What Should Families Ask When Visiting Ohio Veterans Home?

Based on this facility's data, families visiting should ask: "Can I visit during a mealtime to observe dining assistance and food quality?" "How do you handle medical emergencies, and what is your hospital transfer rate?" "Can I speak with family members of current residents about their experience?"

Is Ohio Veterans Home Safe?

Based on CMS inspection data, OHIO VETERANS HOME has a clean safety record: no substantiated abuse findings (meaning no confirmed cases of resident harm), no Immediate Jeopardy citations (the most serious violation level indicating risk of serious injury or death), and is not on the Special Focus Facility watch list (a federal program monitoring the lowest-performing 1% of nursing homes). The facility has a 5-star overall rating and ranks #1 of 100 nursing homes in Ohio. While no facility is perfect, families should still ask about staff-to-resident ratios and recent inspection results during their visit.

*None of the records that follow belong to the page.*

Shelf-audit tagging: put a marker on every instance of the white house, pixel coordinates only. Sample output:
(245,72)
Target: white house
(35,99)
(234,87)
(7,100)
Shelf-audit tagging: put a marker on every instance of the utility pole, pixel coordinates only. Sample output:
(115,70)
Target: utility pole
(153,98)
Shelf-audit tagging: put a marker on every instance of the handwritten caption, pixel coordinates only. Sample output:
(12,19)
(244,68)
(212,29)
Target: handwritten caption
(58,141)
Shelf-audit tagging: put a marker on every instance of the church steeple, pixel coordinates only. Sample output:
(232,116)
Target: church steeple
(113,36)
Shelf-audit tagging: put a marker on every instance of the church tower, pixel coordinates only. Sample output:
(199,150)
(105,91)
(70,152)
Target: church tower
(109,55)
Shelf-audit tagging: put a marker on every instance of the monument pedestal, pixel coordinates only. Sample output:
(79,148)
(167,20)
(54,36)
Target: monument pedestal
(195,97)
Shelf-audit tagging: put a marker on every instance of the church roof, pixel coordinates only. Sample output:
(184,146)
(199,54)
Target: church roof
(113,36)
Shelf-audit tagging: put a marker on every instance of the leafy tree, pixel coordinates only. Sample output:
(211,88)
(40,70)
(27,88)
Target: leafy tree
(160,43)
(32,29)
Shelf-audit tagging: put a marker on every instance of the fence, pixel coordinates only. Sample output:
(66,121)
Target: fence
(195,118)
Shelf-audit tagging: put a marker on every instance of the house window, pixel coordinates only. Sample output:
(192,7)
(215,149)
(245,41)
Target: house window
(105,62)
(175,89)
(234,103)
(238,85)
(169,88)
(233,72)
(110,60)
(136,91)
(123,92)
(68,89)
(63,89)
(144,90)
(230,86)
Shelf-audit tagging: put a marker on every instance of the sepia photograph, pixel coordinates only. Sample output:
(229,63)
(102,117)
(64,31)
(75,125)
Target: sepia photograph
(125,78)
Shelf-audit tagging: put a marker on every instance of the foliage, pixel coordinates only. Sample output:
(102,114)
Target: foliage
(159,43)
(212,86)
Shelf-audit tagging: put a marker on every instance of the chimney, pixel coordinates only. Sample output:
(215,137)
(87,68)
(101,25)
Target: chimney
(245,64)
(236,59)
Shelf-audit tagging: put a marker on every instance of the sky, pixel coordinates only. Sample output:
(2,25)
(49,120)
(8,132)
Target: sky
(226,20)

Do Nurses at Ohio Veterans Home Stick Around?

OHIO VETERANS HOME has a staff turnover rate of 30%, which is about average for Ohio nursing homes (state average: 46%). Moderate turnover is common in nursing homes, but families should still ask about staff tenure and how the facility maintains care continuity when employees leave.

Was Ohio Veterans Home Ever Fined?

OHIO VETERANS HOME has no federal fines on record. CMS issues fines when nursing homes fail to meet care standards or don't correct problems found during inspections. The absence of fines suggests the facility has either maintained compliance or corrected any issues before penalties were assessed. This is a positive indicator, though families should still review recent inspection reports for the full picture.

Is Ohio Veterans Home on Any Federal Watch List?

OHIO VETERANS HOME is not on any federal watch list. The most significant is the Special Focus Facility (SFF) program, which identifies the bottom 1% of nursing homes nationally based on persistent, serious quality problems. Not being on this list means the facility has avoided the pattern of deficiencies that triggers enhanced federal oversight. This is a positive indicator, though families should still review the facility's inspection history directly.